As a host, it's on you to learn your local landlord-tenant laws. Often these include additional rights for any guests who stay more than 30 days. To make sure I knew what I was getting myself into legally, I called my local Rent Board to find out what my rights and responsibilities were as a short-term landlord. I also reviewed Airbnb's built-in host insurance policy, which has $1 million in liability coverage. For example, if a guest breaks their wrist after slipping on the rug, the insurance should cover any potential damages.
You Might Violate Complicated Regulations
I wanted to make sure I did everything by the book before renting out my place. So I researched my city's rules and applied for a permit, which was very time consuming. Thanks to the rules, I have to file regular paper work and make sure I stay within the 90-day annual short-term rental limit. If I forget to stay on top of this, I could pay expensive fees.
You Could Owe More Taxes
You must declare the money you make on Airbnb as income, and depending on your individual tax situation this could have implications on how much you owe come April. In San Francisco, I also have to pay extra business taxes each year, which amount to about 1 percent of the total value of all the possessions in my home, including furniture and appliances.
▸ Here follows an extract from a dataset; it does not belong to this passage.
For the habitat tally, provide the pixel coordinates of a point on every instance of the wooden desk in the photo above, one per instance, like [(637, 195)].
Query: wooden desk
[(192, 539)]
Kids Can Leave Their Marks
Our house isn't kid-unfriendly. But since we don't have kids ourselves, we've noticed that they can leave a mark. One time, we came home to permanent marker inexplicably drawn on a window (it came off easily, thankfully). And our downstairs neighbors have complained about the constant patter of running toddlers. To make things easier for everyone, we decided to not rent to groups with kids ages two to 12 years old.
Your Neighbors May Lose Patience
It's not just the kids that can wear on your neighbors. We've had them complain about guest parking and also music late at night (although, it did not actually come from our 60-year-old guests that time). We've found that the best thing to do is to respond to their concerns with real action, like no longer renting to kids, and by making sure they know the lines of communication are open and they can contact us at any time with a big or small annoyance. We've also left a sign at our front door, asking guests to remove their shoes. It seems to be working out.
You'll Notice Regular Wear and Tear Sooner
The extra money we make will more than cover a new kitchen item or eventual paint refresh.
Usually, our place feels just like we left it when we come home. Over time, however, I have noticed some scratched cooking pans or scuffed walls. I try not to be uptight about it though, since I know the extra money we make will more than cover a new kitchen item or eventual paint refresh down the line.
Your Place Could Get Badly Damaged
Beyond small nicks and scratches, there is always the possibility that you end up in a nightmare scenario: a totally trashed home. That recently happened in London, where a first-time host had trouble getting reimbursed by Airbnb for about $8,000 in damages caused by a 200-person rager. She eventually succeeded. Before you host it's important to understand Airbnb's insurance policy, as well as any renters' or home owners' policy you might have. And keep in mind that the odds of a horrible tenant are low.
Renting the home you regularly live in on Airbnb is a "lifestyle." You have to keep things organized and guest-friendly and be ready to roll with whatever may come up while you're gone. But if you can handle that, the benefits of getting paid while you're on vacation are worth it. Take it from me.